Ольга кивнула и пошла в ванную комнату, спиной чувствуя взгляд Николая.
На маленькой табуреточке уже лежало чистое белье и байковый халат, который тетя Люба шила когда-то для передачи Александре Константиновне – как раз перед тем, как ее отправили в лагерь. Тетя Люба тогда сшила два одинаковых халата: для перемены. Один приняли, а другой почему-то вернули. Он так и лежал в шкафу с тех пор – на темно-зеленой байке отчетливо отпечатались слежавшиеся складки, перечеркнувшие розовые и голубые розаны. Очень красивая была баечка, ее тетя Клара Кравченко принесла – нарочно для Александры Константиновны, для Сашеньки, как она сказала… Все четыре года почему-то никто не решался надеть халат – ни тетя Люба, ни Ольга, – но сейчас девушка смотрела на него с восторгом. И на чистые чулки в наивную школьную «резиночку», и на круглые подвязки (совсем новые, не растянутые, значит, хорошо будут держать чулки!), и на розовые трикотажные штаники, и на сорочку с самодельной тети-Любиной вышивкой на груди, около бретелек, и на шерстяные носки, и на мягкие войлочные, самодельные домашние чуни она тоже смотрела, будто на какое-то чудо.
Налюбовавшись, наконец скинула с себя все грязное, отвратительное, свернула в тючок и выкинула за порог: не могла видеть этих вещей, не могла уже терпеть их ужасного запаха.
Заодно она попыталась выкинуть из головы все мысли. И сначала ей даже удалось. Но чем дольше Ольга сидела в ванне, чем чище отмывалась, тем настойчивей возвращались воспоминания. Они были такими тяжелыми, что Ольге показалось, будто голова ее клонится, как если бы на шею навязали камень. Вот-вот нырнет в ванну и утонет под его тяжестью! Слезы срывались с ресниц и падали в мыльную, уже остывшую воду.
Неизвестно, сколько прошло времени, когда девушка услышала деликатное, но настойчивое постукивание в дверь.

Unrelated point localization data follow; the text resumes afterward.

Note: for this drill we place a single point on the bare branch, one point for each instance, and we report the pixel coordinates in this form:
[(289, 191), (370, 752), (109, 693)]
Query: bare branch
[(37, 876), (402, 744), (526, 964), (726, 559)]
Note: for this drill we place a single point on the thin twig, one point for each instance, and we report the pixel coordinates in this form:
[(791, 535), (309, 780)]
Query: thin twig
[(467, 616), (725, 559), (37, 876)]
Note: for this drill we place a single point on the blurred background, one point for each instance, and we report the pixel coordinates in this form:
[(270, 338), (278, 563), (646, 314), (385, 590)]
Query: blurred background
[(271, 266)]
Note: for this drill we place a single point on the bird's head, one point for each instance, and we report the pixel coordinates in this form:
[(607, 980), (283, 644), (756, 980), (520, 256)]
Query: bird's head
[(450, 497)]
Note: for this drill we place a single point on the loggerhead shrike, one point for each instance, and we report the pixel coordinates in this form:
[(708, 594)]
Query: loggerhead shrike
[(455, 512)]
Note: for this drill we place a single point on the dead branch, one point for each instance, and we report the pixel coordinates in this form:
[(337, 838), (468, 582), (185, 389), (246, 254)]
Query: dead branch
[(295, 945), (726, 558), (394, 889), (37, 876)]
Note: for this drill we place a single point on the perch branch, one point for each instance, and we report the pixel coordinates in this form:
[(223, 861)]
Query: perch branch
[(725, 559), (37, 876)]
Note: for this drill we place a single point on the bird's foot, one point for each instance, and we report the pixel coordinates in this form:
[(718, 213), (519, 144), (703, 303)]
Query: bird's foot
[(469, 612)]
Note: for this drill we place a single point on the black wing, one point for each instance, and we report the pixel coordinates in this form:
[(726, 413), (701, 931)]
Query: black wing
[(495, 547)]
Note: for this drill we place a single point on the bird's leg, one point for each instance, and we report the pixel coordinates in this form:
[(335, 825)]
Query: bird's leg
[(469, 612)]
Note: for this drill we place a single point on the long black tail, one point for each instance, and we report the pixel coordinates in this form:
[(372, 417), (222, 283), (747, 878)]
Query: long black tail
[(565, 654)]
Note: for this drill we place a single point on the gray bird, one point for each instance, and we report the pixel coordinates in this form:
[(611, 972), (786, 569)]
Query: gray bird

– Что? – спросила, шмыгнув носом.
– Олечка, с тобой все хорошо? – послышался голос тети Любы. – Ты там уже час сидишь. Вода, наверное, остыла. Оладьи давно готовы, выходи скорей!
– Иду, – отозвалась Ольга. – Уже иду.
В самом деле, хватит мокнуть. Грязь она смыла, а переживания… Что в них проку? Нет от них никакого толку, это она уже давно поняла!
Ольга постояла перед зеркалом, разглядывая свои влажные волосы, которые всегда после ванны завивались крутыми кольцами. Завились и сейчас, отчего осунувшееся лицо стало совсем детским.